You were the only woman between those who were arrested in a Mashrou’ Leila concert. I knew the story from having sat in numerous conversations at SOAS bar discussing whether you had done an act of bravery or colonised a space with a western symbol.

For me the story was one of hope and reclaiming. I felt for you. I knew the smile in the picture, and your tired eyes were speaking to me.

Perhaps you had also thought at points that the sharp colours of their rainbow, did not exactly give space for the naunaceness of who you are. Perhaps like me, if it was to you, you would have chosen a softer set of colours, one that isn't arranged in such defined horizontal stripes. Perhaps a swirl, of pastel colours.

colours that are don't have the strength to be so bold and sharp, they are tired and pale and soft, but that is what actually defines their beauty. To honour 'remaining soft when the world is doing its best to make you anything but warm.'


But then you decided that it was the easiest way to tell so many people you are representing them. You are claiming space for them. It was raising that flag that I also don't necessarily feel connected to, that makes the news of your suicide one that I haunts me a year on.

The flag was a signal for me to think I know the nature of the pain you were walking around with, or the frequency of that constant hum in your head that perhaps got too loud on the 14th June 2020.

I also wish that there was a nicer way of saying this, but I don't always want to be alive.

To be honest I feel relieved that I don't. As if it was otherwise and the uglyness of the world was not bothering me enough to want out, I had definietly lost so much of what I love about myself.

Imagine becoming someone who doesn't see how the “The sky is more beautiful than the earth and wants to choose the sky, not the earth"! I wouldn't fit in my friends circle anymore.
So I totally get the incitement of your choice. Of choosing the sky. I on the other hand am still fighting. I wouldn't say it has been that much of a choice, but the only option I have been forced to believe to have, through the emotional blackmail of those who love me and how I cannot do that to them.  

I have been fighting for as long as I can remember.  I have been fighting a world that won't have me as me, as well as me who is too scared to let me be me.  I have been fighting out loud and fighting even louder in my own head. Believing in (or forcing myself to think that I believe in) that becoming 'me', the unbreakable goddess that I am, is worth it.

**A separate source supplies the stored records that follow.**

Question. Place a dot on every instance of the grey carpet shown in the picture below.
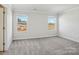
(43, 46)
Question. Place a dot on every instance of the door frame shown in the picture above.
(4, 30)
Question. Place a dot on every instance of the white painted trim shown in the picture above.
(36, 37)
(68, 37)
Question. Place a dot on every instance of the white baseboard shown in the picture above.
(35, 37)
(68, 37)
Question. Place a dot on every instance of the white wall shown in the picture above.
(37, 26)
(8, 26)
(69, 24)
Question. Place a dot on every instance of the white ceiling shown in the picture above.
(48, 8)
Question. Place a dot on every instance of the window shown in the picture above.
(22, 23)
(51, 23)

But throughout I have also wondered "if I would find peace in the moment of my death, or will I still be fighting to assert my existence?"

then I think of you whose death was the biggest assertion of her existence (and please never again call it a fail!)

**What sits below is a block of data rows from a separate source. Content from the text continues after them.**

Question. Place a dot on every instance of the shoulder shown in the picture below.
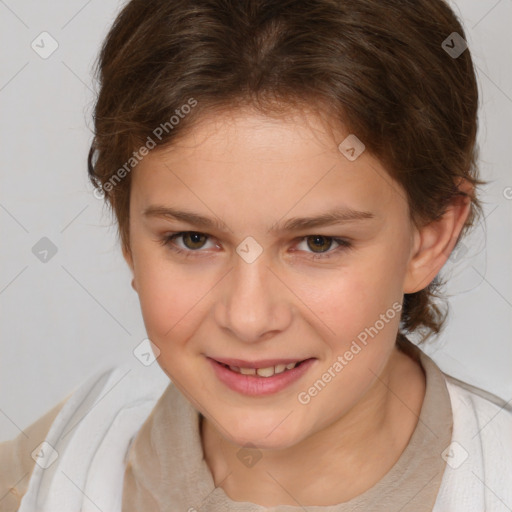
(16, 461)
(481, 401)
(487, 416)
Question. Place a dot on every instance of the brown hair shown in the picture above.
(376, 66)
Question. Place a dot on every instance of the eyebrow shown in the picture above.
(336, 216)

In the spirit of valuing vulnerability and understanding no thought or fantasy is shameful, I tell you that in my frequent flirts with suicidality, I always think that if I finally kill myself it should be at least for something that makes some noise and gets some people thinking? and I realise how having such an active ego is probably a sign that I don't actually want to die and talk myself into some other vanity projects.

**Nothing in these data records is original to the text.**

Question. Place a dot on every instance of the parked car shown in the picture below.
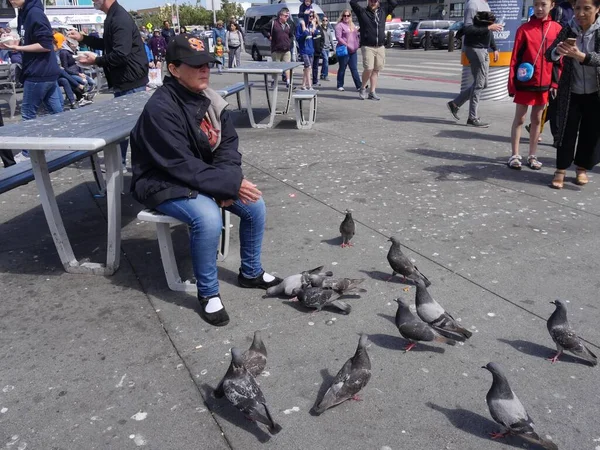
(258, 16)
(440, 40)
(396, 30)
(418, 29)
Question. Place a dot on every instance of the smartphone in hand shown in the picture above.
(571, 41)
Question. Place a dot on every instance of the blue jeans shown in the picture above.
(351, 60)
(203, 216)
(37, 92)
(124, 144)
(66, 85)
(325, 67)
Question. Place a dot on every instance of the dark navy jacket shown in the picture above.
(34, 27)
(172, 158)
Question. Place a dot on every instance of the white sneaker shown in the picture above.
(20, 157)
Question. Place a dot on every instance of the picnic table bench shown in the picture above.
(99, 127)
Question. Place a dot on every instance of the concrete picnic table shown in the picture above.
(266, 69)
(98, 127)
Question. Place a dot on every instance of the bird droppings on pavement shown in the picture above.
(291, 410)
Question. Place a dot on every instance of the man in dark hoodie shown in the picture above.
(40, 68)
(186, 164)
(124, 60)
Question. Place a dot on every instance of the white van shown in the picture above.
(259, 16)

However passing through the guilt of even thinking these thoughts considering how much I have going on for me, I allowed myself tonight to think, Has the last 12 months been worth the fight? I'm sure you see from up there that the world is still as cruel, and I would have really like to ask you if you found peace in forgiving it and leaving it behind?

It would be hard to list all the amazing things that have happened that make me grateful to have lived the last 12 months.

That I got to hug my dad, my mum, my 'siblings' and 'friends', one more time is something I can understand to be enough. That I got to see the ocean in my niece's eyes seems more than enough.

But if I could speak somewhere that god cannot hear, so he doesn't get offended with my lack of gratitude and punish me for it, I would like to tell you that I don't alway think that it has been worth it.
I could have done with not having made to realise how deep certain fears have been stored in my being and how bottomless the effects of violation on my body has been. 

I could have done without the feeling of betrayal, realising I was just made to believe I am expecting too much, when in fact I was only expecting the wrong people.

I could have done with staying more naive, thinking somethings are to stay.

But most pressing is I could do with this constant voice, who wants out, stopping. It's exhausting to be constantly secretly scanning your surrounding hoping you find the plug,  it is exhausting living in the ocean:


"For me, and I suspect for countless others like me, the threat of suicide isn't like being carried over a waterfall — it is like living in the ocean. Not as sea creatures do, native and equipped with feathery gills to dissolve oxygen for my bloodstream, but alone, with an expanse of water at all sides. Some days are unremarkable, floating under clear skies and smooth waters; other days are tumultuous storms you don’t know you’ll survive, but you’re always, always in the ocean.

And when you live in the ocean, treading to stay afloat, you eventually get the feeling that one day, inevitably, there will be nowhere for you to go but down."



You wonder if it makes sense to just choose the sky, but I don’t want it to be soon.